Iodine deficiency disorders have been known to mankind since antiquity and various researchers elucidated the role of iodine in its causation. However, recent evidence shows that the entire control program ignored multi-causality and association of increased iodine intake with hypothyroidism. This study was conducted to assess differences of iodine intake as measured by urinary iodine excretion (UIE) between cases of hypothyroidism and healthy controls.
A case-control study was conducted with three groups (cases, hospital controls and community controls) in two cities of India. Patients with overt hypothyroidism were cases (n = 150) and were compared with age, sex and socioeconomic status-matched hospital (n = 154) and community (n = 488) controls. Thyroid function tests (T3, T4, TSH) were used as diagnostic and inclusion criteria. TPOAb and UIE estimation were carried out for all study participants.

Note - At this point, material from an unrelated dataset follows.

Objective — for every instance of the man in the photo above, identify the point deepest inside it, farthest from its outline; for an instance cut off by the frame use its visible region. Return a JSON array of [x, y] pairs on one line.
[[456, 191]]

Mean values of TPOAb and UIE were higher in cases as compared to hospital controls as well as community controls (p <0.05). With a cut off of 34 IU/mL for TPOAb, more cases had an anti-TPO level >34 as compared to hospital controls (p <0.001) as well as community controls (p <0.001); OR, 0.06 (95% CI, 0.03, 0.12) and 0.08 (0.05, 0.12), respectively. For UIE cut-off of 300 μg/L, more cases than hospital controls (p = 0.090) and community controls (p = 0.001) had higher levels; OR, 0.671, (0.422, 1.066) and 0.509, (0.348, 0.744), respectively.
The study has clearly shown that cases of hypothyroidism are associated with excess iodine intake. Cohort studies to generate further evidence and an eco-social epidemiological approach have been suggested as the way forward.